# MIT INTEGRATION Bee problem

• Sep 8th 2012, 12:49 AM
kyb03316
MIT INTEGRATION Bee problem
http://s0.wp.com/latex.php?latex=%5C...&fg=545454&s=0

... someone solve this problem by complex integration, but i don't know it;

• Sep 8th 2012, 01:59 AM
Vlasev
Re: MIT INTEGRATION Bee problem
Since you mention complex integration, try the following. The complex sine is defined as

$\sin w = \frac{1}{2i}(e^{iw}-e^{-iw})$

$\sin(nx)\sin^m x = \frac{e^{inx}-e^{-inx}}{2i}\frac{(e^{ix}-e^{-ix})^m}{(2i)^m}$

Let $z = e^{ix}$. To find the integral we also need to see how $dx$ transforms. $dz = d(e^{ix}) = ie^{ix} dx = iz dx$, so $dx = dz/(iz)$ and so the integrand becomes

$2^{-m-1}i^{-m-2}(z^n-z^{-n})(z-z^{-1})^m$

In your situation you have $n= m +2$. Does this help?
• Sep 8th 2012, 02:13 AM
Vlasev
Re: MIT INTEGRATION Bee problem
Actually, here is a much easier way to perform the integration.
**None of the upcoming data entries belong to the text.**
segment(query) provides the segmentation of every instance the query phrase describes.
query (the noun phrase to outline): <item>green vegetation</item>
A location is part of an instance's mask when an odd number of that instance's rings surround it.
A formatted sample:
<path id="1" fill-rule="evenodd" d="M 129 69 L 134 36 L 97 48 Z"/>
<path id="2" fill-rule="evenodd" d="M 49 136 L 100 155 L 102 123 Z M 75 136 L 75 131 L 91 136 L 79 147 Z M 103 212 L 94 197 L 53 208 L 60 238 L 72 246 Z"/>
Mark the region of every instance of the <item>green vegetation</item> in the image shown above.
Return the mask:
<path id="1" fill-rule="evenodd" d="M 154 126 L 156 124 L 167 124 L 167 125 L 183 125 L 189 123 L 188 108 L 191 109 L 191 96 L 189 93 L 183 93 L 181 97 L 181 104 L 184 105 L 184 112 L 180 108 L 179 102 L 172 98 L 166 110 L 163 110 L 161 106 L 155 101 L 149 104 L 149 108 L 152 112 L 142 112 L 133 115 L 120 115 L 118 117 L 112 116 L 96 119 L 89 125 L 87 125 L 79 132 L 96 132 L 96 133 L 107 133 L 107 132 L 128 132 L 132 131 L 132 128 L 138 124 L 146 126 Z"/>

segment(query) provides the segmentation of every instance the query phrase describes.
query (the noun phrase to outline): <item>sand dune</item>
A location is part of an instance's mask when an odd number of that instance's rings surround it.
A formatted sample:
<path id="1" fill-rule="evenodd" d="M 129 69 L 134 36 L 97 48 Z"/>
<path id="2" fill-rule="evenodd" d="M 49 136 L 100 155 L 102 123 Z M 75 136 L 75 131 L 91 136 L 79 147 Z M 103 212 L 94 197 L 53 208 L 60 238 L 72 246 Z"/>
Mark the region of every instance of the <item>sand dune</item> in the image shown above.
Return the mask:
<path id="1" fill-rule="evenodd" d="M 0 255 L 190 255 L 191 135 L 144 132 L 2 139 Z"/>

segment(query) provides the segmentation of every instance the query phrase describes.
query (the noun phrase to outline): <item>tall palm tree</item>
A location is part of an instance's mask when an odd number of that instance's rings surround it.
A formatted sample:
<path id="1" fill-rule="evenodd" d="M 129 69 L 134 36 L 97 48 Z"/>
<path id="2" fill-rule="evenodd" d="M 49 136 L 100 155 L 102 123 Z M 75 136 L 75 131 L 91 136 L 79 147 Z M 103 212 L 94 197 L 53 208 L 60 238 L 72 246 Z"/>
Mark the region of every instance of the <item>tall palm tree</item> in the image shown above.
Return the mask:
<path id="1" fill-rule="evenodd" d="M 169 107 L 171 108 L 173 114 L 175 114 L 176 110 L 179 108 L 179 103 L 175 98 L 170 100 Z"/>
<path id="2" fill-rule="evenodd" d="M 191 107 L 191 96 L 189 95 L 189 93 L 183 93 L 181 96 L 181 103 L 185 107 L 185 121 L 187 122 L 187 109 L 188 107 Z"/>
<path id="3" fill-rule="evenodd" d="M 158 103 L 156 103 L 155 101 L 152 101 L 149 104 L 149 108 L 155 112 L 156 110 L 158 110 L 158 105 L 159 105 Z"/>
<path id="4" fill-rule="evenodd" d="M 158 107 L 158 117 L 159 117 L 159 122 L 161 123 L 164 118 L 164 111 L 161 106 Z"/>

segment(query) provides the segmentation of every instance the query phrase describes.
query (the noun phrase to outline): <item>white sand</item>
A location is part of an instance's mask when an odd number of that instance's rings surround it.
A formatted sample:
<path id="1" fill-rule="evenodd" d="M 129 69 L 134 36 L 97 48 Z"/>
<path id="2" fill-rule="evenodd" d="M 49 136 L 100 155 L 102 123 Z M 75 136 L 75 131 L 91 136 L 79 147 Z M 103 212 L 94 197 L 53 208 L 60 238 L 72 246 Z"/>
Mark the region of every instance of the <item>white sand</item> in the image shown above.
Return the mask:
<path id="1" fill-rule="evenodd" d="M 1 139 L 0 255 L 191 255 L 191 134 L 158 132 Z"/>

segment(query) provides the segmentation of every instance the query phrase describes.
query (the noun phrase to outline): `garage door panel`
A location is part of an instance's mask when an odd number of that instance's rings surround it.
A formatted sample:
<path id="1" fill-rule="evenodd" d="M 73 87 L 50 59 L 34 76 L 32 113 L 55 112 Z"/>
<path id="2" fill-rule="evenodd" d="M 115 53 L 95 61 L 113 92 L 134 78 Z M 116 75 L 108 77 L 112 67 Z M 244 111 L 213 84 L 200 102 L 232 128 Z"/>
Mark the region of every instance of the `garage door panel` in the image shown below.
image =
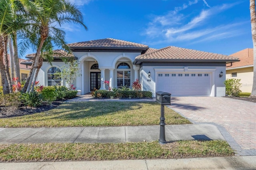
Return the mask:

Your integrand is of the form

$\sin((m+1)x)\sin^{m-1}x$

where $m$ is a positive integer. You have that

$= (\sin^{m-1}x)\sin(mx+x) = (\sin^{m-1}x)(\cos(mx)\sin x - \cos x\sin(mx))$

Expanding this, we get

$\cos(mx)\sin^m x - \sin(mx)\sin^{m-1}x \cos x$

Now, can you recognize this as the derivative of something?